Una exposición de Luis Claramunt en el MACBA de Barcelona / WIKIPEDIA

Una exposición de Luis Claramunt en el MACBA de Barcelona / WIKIPEDIA

Artes

El auténtico amante bilingüe

Luis Claramunt se empeñó en convertirse en otro y lo logró. También quiso ser pintor y se salió con la suya, en un estilo que algunos describieron como expresionista y otros como tremendista

7 septiembre, 2020 00:00

Nunca llegamos a cruzar ni una palabra, pese a coincidir con frecuencia dentro y fuera del Zeleste de la calle Platería a finales de los años 70 y principios de los 80. Estas cosas pasan mucho en Barcelona. Hay gente a la que te sabes de memoria, pero nadie te la presenta, a ti no se te ocurre jamás iniciar una conversación y un buen día no ves más a la persona en cuestión porque se ha muerto. El pintor Luis Claramunt (1951 – 2000) es una de esas personas que podría haber conocido, pero que no llegué a tratar, debiendo conformarme con su presencia, que era de traca: vestía el hombre siempre de negro, camisa abierta, pantalones acampanados, botines de tacón cubano y un chaquetón modelo tres cuartos como de polipiel, look muy adecuado para un tratante de ganado, un patriarca gitano (solo le faltaba la cachaba), el manager de un cantaor de flamenco o el apoderado de un diestro menor. La parte de su cuerpo que quedaba al descubierto, la cabeza, tampoco tenía desperdicio: seudo barba a lo Pedro Picapiedra (five o´clock shadow, según los anglosajones), patillas de hacha y pelo engrasado, pegado al cráneo y con vistosos caracolillos en el cogote. 

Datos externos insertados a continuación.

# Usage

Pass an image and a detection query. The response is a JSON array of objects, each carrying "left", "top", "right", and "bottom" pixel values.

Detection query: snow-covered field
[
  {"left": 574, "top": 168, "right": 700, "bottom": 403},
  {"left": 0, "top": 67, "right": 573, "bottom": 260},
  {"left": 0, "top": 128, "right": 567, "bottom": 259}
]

Les aseguro que el hombre se hacía notar en el ambiente de Zeleste, compuesto básicamente por progres, alternativos y progres alternativos. Al principio pensabas que se había equivocado de entorno, pero luego aparecía alguien que te explicaba su historia, que era de aúpa, y te enterabas de que era un muchacho barcelonés de clase media --padre decorador, madre pianista y maestra de Tete Montoliu-- que había presentado una enmienda a la totalidad de su origen social, sustituyendo los barrios altos por la Plaza Real, acercándose a la comunidad gitana, aficionándose a los toros y a las peleas de gallos, adoptado al hablar un cierto deje andaluz y convirtiéndose en el sujeto en que se inspiró Juan Marsé para el protagonista de su novela El amante bilingüe. Fue la psiquiatra Rosa Sénder quien le habló al escritor de tan curioso espécimen, pero nunca ha quedado claro si Claramunt fue paciente de Sénder o tan solo un conocido.

Luis Claramunt se empeñó en convertirse en otro y lo logró. También quiso ser pintor y también se salió con la suya, en un estilo que algunos describieron como expresionista y otros, directamente, como tremendista. Las cosas no le fueron mal y hasta contó con los servicios de Juana de Aizpuru como galerista. Llegó un momento, eso sí, en que el alter ego que se había fabricado ya no se encontraba muy a gusto en la Barcelona convergente --socialista y el hombre emigró a Madrid en 1984, con cíclicas excursiones a Sevilla y Marruecos. Murió en Zarauz en el año 2000, pero no he encontrado en ninguna parte la causa del óbito. Se le achacaba cierta tendencia a la mala vida y al abuso de sustancias nocivas, tanto legales como ilegales, pero también hay quien lo niega. La verdad es que me hubiese gustado conocerle y que me explicara por qué había decidido, a los 18 años, convertirse en otra persona, la persona que fue hasta su fallecimiento. 

Y es que lo suyo no tenía nada que ver con el hippy al que te encuentras años después con traje y corbata y empujando el carrito de un bebé por la Diagonal. Lo suyo iba muy en serio. Tan en serio como sus desgarrados cuadros. A Marsé le sirvió para uno de sus libros. Para mí, durante un tiempo, fue una presencia tan familiar como incongruente en la Barcelona alternativa de mi juventud. Recuerdo que la primera vez que me lo crucé en los oscuros alrededores de Zeleste, temí por mi seguridad personal y hasta me vi apuñalado y robado por aquel sujeto de aspecto granujiento que parecía estar fuera de su entorno habitual. Cuando me contaron su peculiar historia, se convirtió, simplemente, en un invitado más a la larga fiesta de la transición que tuvo lugar en mi ciudad cuando ésta era una urbe cutre, simpática y sin muchas pretensiones que aún no soñaba con organizar unos juegos olímpicos y entregarse alegremente a la gentrificación. Ahora es solo un fantasma más de una ciudad que ya no existe.